Sidang yang berlangsung selama dua hari, tepatnya pada 20 hingga 21 April 2026 ini, telah memulai proses pemeriksaan. Dalam agenda hari pertama, hadir pelapor Yanto serta pihak yang diperiksa, antara lain dr. Kuncoro Bayu dan dr. Della yang sebelumnya menjabat sebagai direksi RSUD saat kejadian.
Namun, tercatat masih ada beberapa nama dokter lain yang juga menjadi subjek pemeriksa namun belum hadir dalam persidangan ini. Salah satunya adalah dr. Ratna, yang diketahui sempat menangani dan melayani Aldo saat dirawat di RSUD tersebut.
Saat ini, dr. Ratna diketahui tengah menghadapi serangkaian proses hukum, mulai dari gugatan perdata di Pengadilan Negeri Jakarta Pusat hingga sidang pidana pokok di Pengadilan Negeri Pangkalpinang.
Menanggapi ketidakhadiran kliennya, tim kuasa Hukum dr. Ratna, Hangga Of menegaskan bahwa pihaknya sama sekali belum menerima surat panggilan resmi dari MDP.
“Kami tidak ada surat relas panggilan, jadi tidak tahu kalau ada persidangan MDP hari ini. Memang ada info yang beredar melalui media sosial seperti TikTok yang menyebutkan akan digelar sidang untuk dr.
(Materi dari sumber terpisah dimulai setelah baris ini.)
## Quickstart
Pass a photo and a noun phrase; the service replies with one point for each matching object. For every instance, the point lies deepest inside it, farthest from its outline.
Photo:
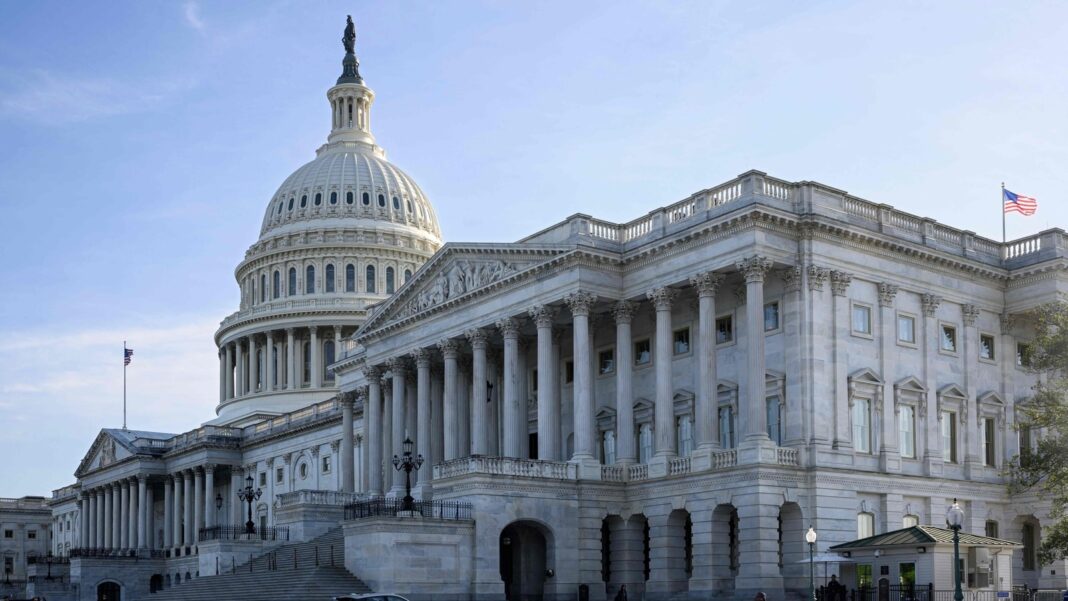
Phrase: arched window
(307, 376)
(328, 358)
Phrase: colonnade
(441, 409)
(283, 369)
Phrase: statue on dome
(349, 38)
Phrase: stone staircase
(313, 570)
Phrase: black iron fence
(238, 533)
(393, 507)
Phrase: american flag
(1019, 203)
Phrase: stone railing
(723, 459)
(318, 497)
(787, 457)
(506, 467)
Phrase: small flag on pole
(1019, 203)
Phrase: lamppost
(248, 495)
(955, 517)
(810, 537)
(407, 463)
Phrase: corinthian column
(756, 418)
(664, 405)
(480, 442)
(580, 304)
(626, 451)
(705, 412)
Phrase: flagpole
(124, 384)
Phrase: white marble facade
(665, 404)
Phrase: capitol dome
(342, 234)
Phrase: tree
(1043, 469)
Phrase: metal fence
(392, 507)
(239, 533)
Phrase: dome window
(371, 279)
(350, 278)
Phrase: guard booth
(915, 564)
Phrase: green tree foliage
(1045, 469)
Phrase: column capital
(930, 303)
(754, 268)
(707, 283)
(839, 283)
(508, 328)
(477, 338)
(662, 297)
(886, 294)
(422, 358)
(449, 347)
(580, 302)
(624, 311)
(543, 315)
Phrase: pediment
(457, 273)
(105, 451)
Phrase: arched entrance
(109, 591)
(523, 560)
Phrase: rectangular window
(949, 437)
(986, 347)
(726, 427)
(724, 330)
(989, 447)
(680, 341)
(771, 320)
(606, 361)
(864, 575)
(774, 420)
(948, 343)
(907, 329)
(907, 429)
(862, 425)
(862, 319)
(643, 352)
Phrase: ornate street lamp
(407, 463)
(810, 537)
(247, 495)
(955, 517)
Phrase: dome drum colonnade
(445, 423)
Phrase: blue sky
(141, 141)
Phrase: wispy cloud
(191, 12)
(44, 96)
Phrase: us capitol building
(666, 404)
Ratna dan kawan-kawan, namun sampai saat ini dr. Ratna belum menerima surat panggilan resmi dari panitia,” jelas Hangga.
Lebih jauh, pihak kuasa hukum menilai bahwa pelaksanaan sidang tanpa menghadirkan pihak teradu atau prinsipal merupakan hal yang tidak lazim dan menyalahi prosedur. Hal ini dinilai sebagai anomali yang harus mendapatkan pengawasan serius.
“Bagaimana mungkin proses pemeriksaan dilakukan tanpa menghadirkan yang bersangkutan? Seharusnya pihak teradu dihadirkan, dikonfrontir terkait dugaan kesalahan, dan diberikan hak untuk membela diri sebelum ada keputusan. Jika sidang berjalan diam-diam tanpa sepengetahuan terlapor, maka keputusannya tidak sah dan sesat menurut aturan,” tegasnya.